Karadeniz’in engin yeşilliğinde bir vadi, kahramanların neredeyse bütün günlerini geçirdiği bir oyun alanıdır. Yaşam çocuklar için tam da olması gerektiği gibi çok eğlenceli geçiyorken birdenbire hiç beklemedikleri bir şeyle karşılaşırlar; her şeyi aniden daha alçak üstteki eden iş makineleri… Oysa, hiçbirinin sahayı ve ormanı meslek makinelerine bırakmaya niyeti yoktur. 7’den 70’e bütün mahallelinin de çocuklara takviye vermesiyle birlikte kahramanlarımız için son derece eğlenceli bir uğraş başlar. Terbiye, neşe ve eğlencenin hoyratlıkla karşı karşıya geldiği bu çekişmede, şampiyon kim olacaktır?
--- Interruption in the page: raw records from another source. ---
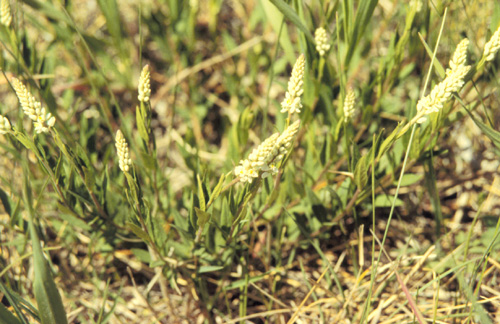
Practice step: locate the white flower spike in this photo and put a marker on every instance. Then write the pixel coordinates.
(291, 103)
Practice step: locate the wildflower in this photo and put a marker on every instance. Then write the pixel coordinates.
(492, 46)
(5, 15)
(285, 140)
(321, 39)
(4, 125)
(459, 57)
(123, 154)
(292, 103)
(144, 85)
(42, 120)
(263, 160)
(349, 105)
(442, 92)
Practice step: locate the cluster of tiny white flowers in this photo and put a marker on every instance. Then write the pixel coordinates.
(460, 56)
(5, 15)
(491, 48)
(349, 105)
(417, 3)
(291, 103)
(123, 155)
(321, 39)
(453, 82)
(144, 85)
(4, 125)
(42, 120)
(263, 160)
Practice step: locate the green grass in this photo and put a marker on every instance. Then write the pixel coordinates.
(374, 220)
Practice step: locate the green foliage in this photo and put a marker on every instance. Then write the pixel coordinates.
(179, 220)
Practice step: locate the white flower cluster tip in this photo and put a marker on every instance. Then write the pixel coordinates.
(349, 105)
(123, 155)
(4, 125)
(491, 48)
(263, 160)
(321, 39)
(5, 15)
(144, 85)
(42, 120)
(453, 82)
(459, 57)
(291, 103)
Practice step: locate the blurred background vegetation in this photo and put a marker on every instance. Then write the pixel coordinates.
(178, 241)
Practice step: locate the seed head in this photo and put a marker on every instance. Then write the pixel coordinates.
(263, 160)
(144, 85)
(460, 56)
(285, 140)
(42, 120)
(4, 125)
(321, 39)
(491, 48)
(292, 103)
(123, 155)
(5, 15)
(442, 92)
(349, 105)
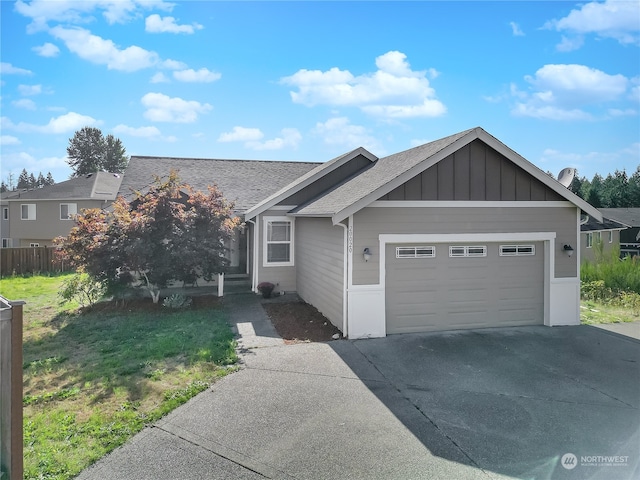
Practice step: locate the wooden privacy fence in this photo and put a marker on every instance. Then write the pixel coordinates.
(18, 261)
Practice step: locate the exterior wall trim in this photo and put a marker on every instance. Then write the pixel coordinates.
(467, 204)
(367, 303)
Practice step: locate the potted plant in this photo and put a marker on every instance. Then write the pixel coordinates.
(265, 288)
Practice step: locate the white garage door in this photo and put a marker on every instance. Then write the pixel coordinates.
(455, 286)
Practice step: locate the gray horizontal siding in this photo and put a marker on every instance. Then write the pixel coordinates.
(320, 266)
(369, 223)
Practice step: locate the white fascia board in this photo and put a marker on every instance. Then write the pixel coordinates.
(296, 186)
(538, 174)
(404, 177)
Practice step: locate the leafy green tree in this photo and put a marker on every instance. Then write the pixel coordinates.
(171, 232)
(89, 151)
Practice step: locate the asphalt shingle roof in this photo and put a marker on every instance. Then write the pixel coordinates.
(379, 174)
(243, 182)
(99, 186)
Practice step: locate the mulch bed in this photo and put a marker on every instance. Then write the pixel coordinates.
(299, 322)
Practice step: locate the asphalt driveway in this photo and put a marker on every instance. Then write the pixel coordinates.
(495, 403)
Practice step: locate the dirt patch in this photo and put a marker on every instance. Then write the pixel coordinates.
(299, 322)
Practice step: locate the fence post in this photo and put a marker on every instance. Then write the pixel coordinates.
(11, 438)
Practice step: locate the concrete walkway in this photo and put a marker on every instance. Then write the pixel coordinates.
(477, 404)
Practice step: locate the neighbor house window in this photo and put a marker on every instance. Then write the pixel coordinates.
(589, 240)
(467, 251)
(68, 210)
(415, 252)
(28, 211)
(517, 250)
(278, 241)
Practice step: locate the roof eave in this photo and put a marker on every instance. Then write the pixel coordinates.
(294, 187)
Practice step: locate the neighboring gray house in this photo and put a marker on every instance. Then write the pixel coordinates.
(630, 237)
(458, 233)
(34, 217)
(592, 232)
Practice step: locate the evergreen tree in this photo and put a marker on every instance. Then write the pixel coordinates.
(23, 179)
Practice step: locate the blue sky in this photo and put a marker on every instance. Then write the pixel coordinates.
(558, 82)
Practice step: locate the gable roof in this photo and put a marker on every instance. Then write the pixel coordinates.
(394, 170)
(94, 186)
(243, 182)
(628, 216)
(307, 179)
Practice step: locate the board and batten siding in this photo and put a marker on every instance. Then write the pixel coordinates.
(476, 172)
(283, 277)
(320, 266)
(370, 222)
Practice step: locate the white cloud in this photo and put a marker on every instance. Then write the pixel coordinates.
(162, 108)
(25, 103)
(8, 69)
(290, 137)
(159, 78)
(73, 12)
(47, 50)
(29, 90)
(565, 92)
(69, 122)
(339, 132)
(393, 90)
(203, 75)
(9, 140)
(241, 134)
(104, 52)
(615, 19)
(516, 30)
(157, 24)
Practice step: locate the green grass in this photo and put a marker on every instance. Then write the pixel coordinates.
(93, 378)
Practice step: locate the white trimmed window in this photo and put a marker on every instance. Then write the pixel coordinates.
(467, 251)
(415, 252)
(28, 211)
(517, 250)
(589, 240)
(278, 242)
(68, 210)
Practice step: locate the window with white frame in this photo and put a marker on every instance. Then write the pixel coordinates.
(467, 251)
(278, 241)
(517, 250)
(68, 210)
(415, 252)
(28, 211)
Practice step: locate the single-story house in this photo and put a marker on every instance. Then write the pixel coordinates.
(34, 217)
(593, 232)
(461, 232)
(630, 237)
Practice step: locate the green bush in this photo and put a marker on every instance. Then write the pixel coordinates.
(82, 288)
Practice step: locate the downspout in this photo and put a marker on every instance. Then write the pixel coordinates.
(345, 279)
(254, 274)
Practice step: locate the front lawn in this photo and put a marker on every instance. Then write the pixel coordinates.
(94, 378)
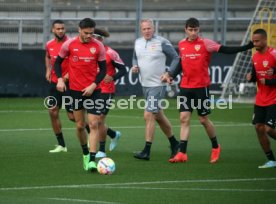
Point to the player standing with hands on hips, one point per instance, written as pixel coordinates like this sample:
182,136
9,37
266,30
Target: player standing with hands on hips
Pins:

ÇOCUK OLDUKLARINI ANIMSAMADAN
Topluluk bir ailede kesintisiz ikiziyle karıştırılarak büyüdüğünü söyleyen Demet İkinci, çocukluk anılarının romanını zenginleştirdiğini söylüyor. Çocuk dergilerinde kısa hikâyeleri yayımlanan İkinci, romanı ve çocuk edebiyatı konusunda şunları söylüyor: “Neşe, gösteri ve merak çocukluğun en temel doğasıdır. Bu doğayı yok sayan, çocuklara ne yapacaklarının belletildiği, didaktik metinlerden oluşan çocuk edebiyatı fazla şükür ama bundan böyle eskilerde kaldı. yine de kurmaca hikâyelerin, çocuk gerçekliğinden uzaklaşmış olduğuna dair bir sezgi var. Ancak çocukların düşsel evreninin -köreltilmediği sürece- tanımlamalara, açıklamalara, tariflere ihtiyacı yoktur; onlar yalnızca bilirler ve hissederler. Uçan ejderhalar, konuşan hayvanlar… Bunlar masalsı öğeler gibi görünmekle birlikte tam da onların gerçekliğidir. Ejderhanın gerçekten var olmadığını bilirler; onlar ejderha karakterinin duygularını, düşüncelerini, maceralarını merak ederler.” İkinci, “Yeşil Vadinin Korkusuz Çocukları’nda kahramanlarım, ejderhalarla karşılaşmasalar da heyecanlandırıcı bir maceranın içinde buluyorlar kendilerini. Romanımda; yaşadıkları bu özgün macera yoluyla kahramanlarıma, çocuk olduklarını anımsatmadan ve sınırsız hayal evrenin kapılarını aralayarak, onların geleceği için de çok manâlı olan bir sorunun hikâyesini anlattırmayı denedim” diyerek sözlerini sürdürüyor. İkinci, kitabının çocukların eğlenip, neşelenirken bir yandan da ülkelerinin geleceğini dert eden bireyler olarak yetişmesini isteyen ebeveynlerin bu isteğine cevap vereceğine inanıyor.